This article is 6 years old

Opinion

Gun Control Enables Systemic Oppression

Illustration by Kai Henthorn-Iwane

Historically, gun control in the United States has protected white citizens, and endangered black citizens. From emancipation, when racist laws were written to preserve the social hierarchy, until the 1960s, when the NRA promoted laws that were designed to inhibit the Black Panthers from owning guns, America’s gun control debate has echoed race relations.

Now, as gun control has again garnered media attention in the wake of the recent Florida school shooting, and as shootings have become abundantly common in the United States, the response to a shooting that is committed by a white person as compared to a person of color is wildly different. Over time the people in power — white people  — have built a system of oppression surrounding the responses to gun violence.

In the era of colonies, laws were passed to prohibit black people from possessing arms, and in the 1860s, states passed “black codes” to disarm former slaves.

In the 1960s, leaders of the Civil Rights Movement, including Martin Luther King Jr and Malcolm X, expressed the black community’s need for self-defense. When thirty Black Panthers marched on the state capitol armed with rifles in 1967, California governor Ronald Reagan, endorsed by the NRA, signed the Mulford Act prohibiting carrying a loaded firearm in California.

Several studies, including “Representation and Reality in the Portrayal of Blacks” have shown that the news depicts black Americans as perpetrators and whites as the victims of crime. Compared to legitimate crime statistics, white Americans have been shown to be underrepresented as perpetrators and overemphasized as victims of crime in the news.

A study looking at the coverage of Hurricane Katrina is one example of the media systematically disfavoring African Americans. This study showed that, when reporting on Hurricane Katrina, many major news sources, including The New York Times, The Washington Post, The Wall Street Journal and USA Today, used the word “looting” in the caption eighty percent of the time black victims were shown on screen, which implied that the black evacuees were criminals.

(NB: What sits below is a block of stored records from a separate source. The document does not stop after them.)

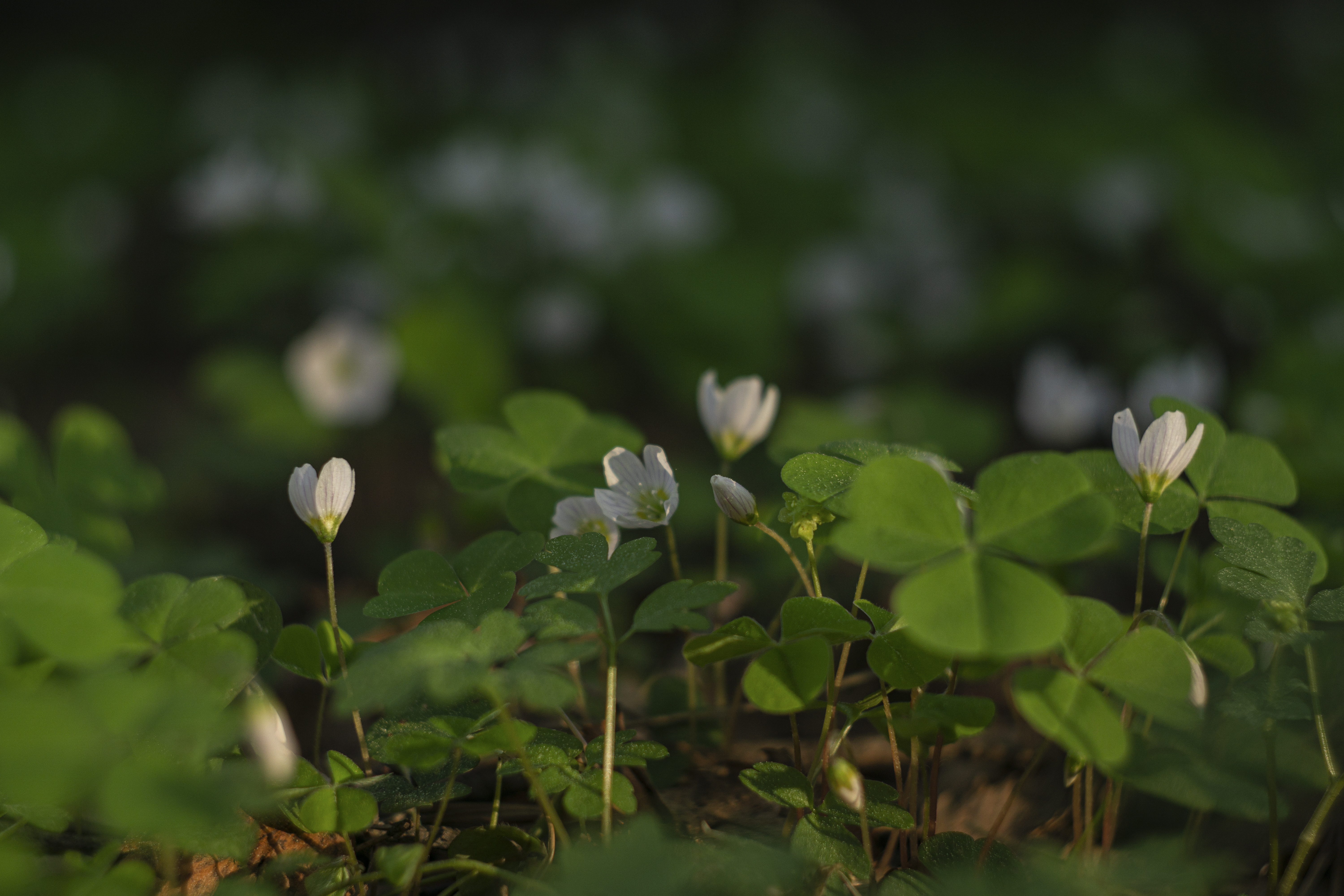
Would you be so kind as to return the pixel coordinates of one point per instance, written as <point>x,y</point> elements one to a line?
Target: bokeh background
<point>263,236</point>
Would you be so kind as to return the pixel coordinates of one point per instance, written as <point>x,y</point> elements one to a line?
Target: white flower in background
<point>558,322</point>
<point>272,739</point>
<point>1163,454</point>
<point>343,370</point>
<point>239,186</point>
<point>1061,404</point>
<point>739,417</point>
<point>737,503</point>
<point>1195,378</point>
<point>847,784</point>
<point>642,495</point>
<point>580,515</point>
<point>323,502</point>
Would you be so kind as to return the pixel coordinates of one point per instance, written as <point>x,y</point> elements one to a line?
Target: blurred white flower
<point>675,211</point>
<point>1195,378</point>
<point>580,515</point>
<point>343,371</point>
<point>1061,404</point>
<point>239,186</point>
<point>1119,201</point>
<point>642,495</point>
<point>323,502</point>
<point>558,322</point>
<point>739,417</point>
<point>737,503</point>
<point>272,739</point>
<point>1163,454</point>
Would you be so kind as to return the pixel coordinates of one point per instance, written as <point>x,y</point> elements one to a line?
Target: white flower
<point>737,417</point>
<point>847,784</point>
<point>1163,454</point>
<point>323,502</point>
<point>579,515</point>
<point>343,371</point>
<point>643,496</point>
<point>734,500</point>
<point>272,739</point>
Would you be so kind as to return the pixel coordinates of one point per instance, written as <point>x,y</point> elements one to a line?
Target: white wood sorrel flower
<point>643,495</point>
<point>737,503</point>
<point>580,515</point>
<point>1163,454</point>
<point>323,502</point>
<point>739,417</point>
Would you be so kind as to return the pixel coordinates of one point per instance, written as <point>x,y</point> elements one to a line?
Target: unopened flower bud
<point>846,784</point>
<point>736,502</point>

People of color are demonized, and even put in the spotlight to represent their own race, however, when there’s a white criminal, they don’t represent their whole race. They’re considered an individual with their own actions or dismissed as suffering from mental illness, very different from how society and the media portray black criminals. Media controls our biases, and since media continues to portray African Americans this way it’s important that we reconsider our biases, especially after a shooting. This way, we can discuss problems with the gun debate that arise from treating white people and people of color differently.